The final hours of campaigning are a frenetic race for candidates to get face time with as many voters as possible – all riding on the hope that some of them haven’t voted yet, and that they can persuaded to vote one way or another. We sent VPR reporters out on the trail with the three leading gubernatorial candidates – we’ll hear from them about what they’ve observed in these final days of campaigning. (Listen)
And political analyst Eric Davis gives us his take on the key factors and polling numbers on the day before Election Day. (Listen)
Also in the program, what’s the value of newspaper endorsements? Angelo Lynn of the Addison Independent explains the tradition, and why his paper could make a choice in this year’s governor’s race. (Listen)
And a few older voters share their memories of elections long past. (Listen)
Andrew in Rockington:
I live in Rockingham and have been surprised that none of the candidates running for state or local office has canvassed us. I have also seen very few posters in the area although there are many in Chester. It has been hard to find who the candidates are and particularly what they will bring to the office they are running for. Naturally this does not include the presidential campaign but I wonder if any other candidates are serious.
Ken in Norwich:
I am still undecided. I’ve voted for Governor Douglas in the past, but this year feel less certain. I am concerned for the small farms that form the backbone of the Vermont identity, and I do not think that Governor Douglas’ close ties with AgriMark Corporation suggest that he will be out to serve the independent farmer’s best interests. But I have to confess that I don’t know much about either other candidates’ views or stances on helping Vermont independent farmers – especially dairy.

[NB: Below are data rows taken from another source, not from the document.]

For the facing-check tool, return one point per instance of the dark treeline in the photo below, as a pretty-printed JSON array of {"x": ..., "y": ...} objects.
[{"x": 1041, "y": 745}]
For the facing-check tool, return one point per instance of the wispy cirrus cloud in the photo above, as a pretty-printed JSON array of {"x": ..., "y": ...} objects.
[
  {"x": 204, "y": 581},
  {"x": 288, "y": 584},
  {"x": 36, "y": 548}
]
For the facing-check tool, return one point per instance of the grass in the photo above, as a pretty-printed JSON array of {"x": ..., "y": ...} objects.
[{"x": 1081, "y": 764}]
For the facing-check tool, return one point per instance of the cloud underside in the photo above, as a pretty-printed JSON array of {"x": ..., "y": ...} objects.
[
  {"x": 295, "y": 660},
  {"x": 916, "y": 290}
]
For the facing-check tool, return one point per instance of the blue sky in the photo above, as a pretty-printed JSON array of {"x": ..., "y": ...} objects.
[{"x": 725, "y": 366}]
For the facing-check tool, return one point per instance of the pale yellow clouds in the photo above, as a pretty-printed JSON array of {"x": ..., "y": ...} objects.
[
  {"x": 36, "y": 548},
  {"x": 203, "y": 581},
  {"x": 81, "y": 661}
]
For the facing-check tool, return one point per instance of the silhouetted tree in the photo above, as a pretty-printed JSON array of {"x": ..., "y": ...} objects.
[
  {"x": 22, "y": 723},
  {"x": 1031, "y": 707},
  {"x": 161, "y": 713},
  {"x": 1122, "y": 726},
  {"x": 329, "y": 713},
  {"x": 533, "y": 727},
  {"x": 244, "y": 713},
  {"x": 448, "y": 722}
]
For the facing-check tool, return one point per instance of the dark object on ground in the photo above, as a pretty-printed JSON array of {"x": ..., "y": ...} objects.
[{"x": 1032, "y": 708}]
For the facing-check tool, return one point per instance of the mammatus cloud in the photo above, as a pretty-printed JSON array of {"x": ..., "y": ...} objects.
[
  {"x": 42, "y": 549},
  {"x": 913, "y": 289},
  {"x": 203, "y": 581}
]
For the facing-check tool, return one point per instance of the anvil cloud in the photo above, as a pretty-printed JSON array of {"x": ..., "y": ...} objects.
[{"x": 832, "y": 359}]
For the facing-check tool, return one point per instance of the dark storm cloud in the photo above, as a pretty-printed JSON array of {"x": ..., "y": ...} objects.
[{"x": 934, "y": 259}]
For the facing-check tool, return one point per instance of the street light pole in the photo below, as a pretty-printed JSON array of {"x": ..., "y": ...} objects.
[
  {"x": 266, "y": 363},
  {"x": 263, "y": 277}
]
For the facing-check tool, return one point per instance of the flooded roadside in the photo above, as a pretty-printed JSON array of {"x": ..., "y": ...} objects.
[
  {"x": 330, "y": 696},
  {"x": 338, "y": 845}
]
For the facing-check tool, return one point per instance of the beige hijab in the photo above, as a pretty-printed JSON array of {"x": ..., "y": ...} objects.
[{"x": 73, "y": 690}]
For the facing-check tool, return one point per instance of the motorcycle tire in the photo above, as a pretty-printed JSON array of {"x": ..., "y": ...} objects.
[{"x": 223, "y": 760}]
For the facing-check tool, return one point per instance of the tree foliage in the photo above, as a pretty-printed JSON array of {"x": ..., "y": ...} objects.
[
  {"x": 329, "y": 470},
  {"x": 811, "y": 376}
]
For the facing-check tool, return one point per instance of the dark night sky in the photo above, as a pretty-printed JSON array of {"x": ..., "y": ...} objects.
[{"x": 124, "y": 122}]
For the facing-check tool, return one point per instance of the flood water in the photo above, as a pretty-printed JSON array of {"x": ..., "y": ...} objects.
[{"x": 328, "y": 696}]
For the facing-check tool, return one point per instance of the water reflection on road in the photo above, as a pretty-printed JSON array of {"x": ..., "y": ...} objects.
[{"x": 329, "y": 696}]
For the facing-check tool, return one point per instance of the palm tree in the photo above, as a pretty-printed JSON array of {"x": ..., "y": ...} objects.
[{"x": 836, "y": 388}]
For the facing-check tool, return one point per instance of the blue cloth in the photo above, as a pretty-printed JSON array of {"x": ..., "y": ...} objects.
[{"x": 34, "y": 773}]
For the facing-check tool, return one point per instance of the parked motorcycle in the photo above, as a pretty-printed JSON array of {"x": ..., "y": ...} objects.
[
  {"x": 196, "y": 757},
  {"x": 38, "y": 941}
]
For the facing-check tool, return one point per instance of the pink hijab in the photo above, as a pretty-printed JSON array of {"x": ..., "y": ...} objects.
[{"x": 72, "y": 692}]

Christopher in Westminster:
The reason I’m not more excited by the gubernatorial race in Vermont is that candidates don’t seem to represent a change. I want to vote for creating the world I want rather than maintaing what exists. That means a different energy policy with renewed investment in railroads and public transit. I’m concerned for the Vermont economy and environment and want government priorites to reflect that.
Jon in Royalton:
It seems to me that if over 50% of Vermonters (say 25% Gaye, 35% Anthony) want someone else for governor, it would not be a bad thing to appoint a new governor.
David in Burlington:
I took advantage of the opportunity to vote early. I voted a few days before the televised debate between the three major gubernatorial candidates. A lifelong Democrat, I voted for Symington. I moved to Vermont several years ago and remain intrigued by the Progressive party. Anthony Pollina’s first comment whenever he was the third to speak hit quite a nerve: Listen to the existing (Republican) governor and the existing (Democratic) speaker of the house. That is exactly the gridlock we have been hearing repeatedly for the past six years. Had I waited to vote until after thiis debate my vote would have gone to Pollina. A major change at the top would change the gridlock, albeit like any such change, the effect would need to be tried to know exactly what would occur. I am ready to take that chance in Vermont. I actually regret voting so early, although it was quite easy and a good experience otherwise.
Michael in Rutland:
I understand that the latest on this is that some Democrats and some Progressives in the Legislature are vowing to support "their" respective candidate if the governor’s race goes to the Statehouse. Does Professor Davis think that when push comes to shove the Representatives will not vote for the top vote getter, as has been the tradition? If so, what do you think the repercussions will be?
Eben in Panton:
The eleventh hour attacks mailed by Governor Douglas towards Anthony Pollina underscore how successful Mr. Pollina has been in this campaign and how low Mr. Douglas feels he must go to win his "sure thing" election. The Douglas attacks, which go after Pollina’s management of the Vermont Milk Company, should be taken personally by each and every small business owner in this state and beyond. Questioning how Pollina could run Vermont if he couldn’t even manage a small business is a prime example of exactly how out of touch Dovernor Douglas is with the massive undertaking it is to start and operate a small business, especially in today’s horrible economic climate. An economic climate, which has unfolded during the governor’s leadership in Montpelier. Say what you will about Anthony Pollina’s management of the Vermont MilkCompany, the real story here is that Mr. Pollina has the guts to try something new along with the understanding needed to help Vermonters realize their true agriculture potential. The fact that the Vermont Milk Company still exists and that one of its investors contributed to Pollina’s campaign should tell us that his ideas have merit well beyond the stuck in the rut farming policies of the Douglas administration.